How long, in general, does it take to crawl sites?  I've been using GSiteCrawler, but I out grew it b/c it couldn't crawl some of my bigger sites.  Unless I set something up wrong, this program seems to be crawling quite slowly.  About how many pages should it be crawling/hour?  Anything I can do to tweak it to be fast?  I've got a 2.2M page site to crawl, and the rate that it's crawling my 200k+ page site, my 2.2M page site will take over a month.
Re: How long?
« Reply #1 on: February 26, 2006, 12:21:39 PM »
Hello,

Sitemap Generator script is crawling your site (fetching the pages with http requests) to make sure that all pages are included in sitemap, so the main factor is how fast the page of your site is loaded (including page generation time).
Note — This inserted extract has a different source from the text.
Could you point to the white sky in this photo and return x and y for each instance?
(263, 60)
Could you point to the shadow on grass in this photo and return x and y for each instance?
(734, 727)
Since the script is running on the same host where your website is running, the network connection is performed significantly faster than desktop application running on your computer.
You will find more details here: https://www.xml-sitemaps.com/forum/index.php/topic,95.msg387.html#msg387

Please note that you can greatly improve generation time using "Do not parse URLs" (pages included into sitemap, but not downloaded by the script) and "Exclude URLs" (do not include into sitemap).
Re: How long?
« Reply #2 on: February 26, 2006, 12:25:40 PM »
Yeah, ok, that makes sense.

1) What's the biggest site the SiteMap Generator has crawled?
2) Are the sitemap files created along the way, or are they all created once all the crawling is done?  For example, my 2.2M page site will need 45ish sitemaps.  As it crawls 50k, then 100k, etc will I see the sitemaps created along the way, or will it wait until the very end before it creates those files?
Re: How long?
« Reply #3 on: March 01, 2006, 05:02:15 PM »
Hello,

1. we're not able  to say exactly how many URLs have included in sitemap our customers, but you can find some examples at our testimonials page :)
2. All data is collected first and the sitemaps are splitted and index file created. This is required to avoid having duplicate URLs added and endless loops in lined pages.